The Voyager spacecraft travels at speed of over 35,000 miles per hour, which means it can travel approximately 900,000 miles further from our planet with each passing day. To put that monumentally huge number into perspective, this is equal to roughly 26 times Earth's circumference.
When an object is is travelling at these speeds, with several decades to put distance between it and its planet of origin, there is a lot that can go wrong. Now, Voyager 1 has reported that it has fired up its thrusters after 37 years of inactivity, meaning that these instruments have remained functional despite nearly four decades of disuse and four decades since the spacecraft's launch. Amazingly, this means it can now communicate with Earth, despite being 13 billion miles away.
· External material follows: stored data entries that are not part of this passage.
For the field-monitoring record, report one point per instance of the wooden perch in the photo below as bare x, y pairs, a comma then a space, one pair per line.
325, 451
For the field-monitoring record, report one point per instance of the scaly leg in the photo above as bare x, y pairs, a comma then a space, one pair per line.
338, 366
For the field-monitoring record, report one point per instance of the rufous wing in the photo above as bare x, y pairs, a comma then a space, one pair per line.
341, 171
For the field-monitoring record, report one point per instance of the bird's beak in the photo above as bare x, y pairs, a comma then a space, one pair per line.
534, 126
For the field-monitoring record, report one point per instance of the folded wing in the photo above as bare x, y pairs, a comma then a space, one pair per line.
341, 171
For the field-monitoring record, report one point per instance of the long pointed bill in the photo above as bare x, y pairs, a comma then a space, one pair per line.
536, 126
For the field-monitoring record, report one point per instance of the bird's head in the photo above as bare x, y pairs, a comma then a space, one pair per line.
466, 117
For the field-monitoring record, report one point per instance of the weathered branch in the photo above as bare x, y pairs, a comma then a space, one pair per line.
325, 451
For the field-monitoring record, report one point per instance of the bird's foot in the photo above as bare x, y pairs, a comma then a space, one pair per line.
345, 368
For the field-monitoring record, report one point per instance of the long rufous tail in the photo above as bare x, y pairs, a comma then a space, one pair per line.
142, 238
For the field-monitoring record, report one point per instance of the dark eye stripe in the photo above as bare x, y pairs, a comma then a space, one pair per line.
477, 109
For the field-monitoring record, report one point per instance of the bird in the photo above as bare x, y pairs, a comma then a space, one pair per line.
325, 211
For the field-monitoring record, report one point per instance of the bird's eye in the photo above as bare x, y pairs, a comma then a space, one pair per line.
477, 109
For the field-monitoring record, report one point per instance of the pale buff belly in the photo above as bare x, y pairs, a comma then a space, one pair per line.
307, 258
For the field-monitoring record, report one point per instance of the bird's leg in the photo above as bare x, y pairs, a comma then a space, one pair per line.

The reason for this lack of communication is that the Voyager relies on its thrusters to correctly position itself, so that it can aim its signal to our planet - a very specific angle when you're billions of miles away. These thrusters fire in tiny pulses which last milliseconds, making subtle changes to the position of its antenna.
In 2012, Voyager 1 crossed the edge of the heliosphere, called the heliopause, venturing for the first time into the space between stars, where no other human-made object had gone before. Two years later, NASA realised that the thrusters on board the Voyager 1 were degrading at a fast rate. NASA’s Jet Propulsion Laboratory analysed options and predicted how the space probe would respond to different scenarios.
This team, which was made up of Chris Jones, Carl Guernsey, Robert Shotwell, and Todd Barber, agreed to take the risk of giving the job of orientation to a set of thrusters that had been inactive for four decades. Jones, chief engineer at the JPL, said that they "dug up decades-old data and examined the software that was coded in an outdated assembler language, to make sure we could safely test the thrusters."
On November 28, Voyager engineers fired up the thrusters and tested it out, sending a signal from the spacecraft back to its point of origin. 19 hours and 35 minutes later, the signal reached NASA's Deep SpaceNetwork, located in Goldstone, California.
"The Voyager team got more excited each time with each milestone in the thruster test," Todd Barber said. "The mood was one of relief, joy and incredulity after witnessing these well-rested thrusters pick up the baton as if no time had passed at all."
Suzanne Dodd, who works as the project manager for Voyager at NASA’s Jet Propulsion Laboratory unit, pointed out that this surprise will likely extend the life of the Voyager 1 by two to three years.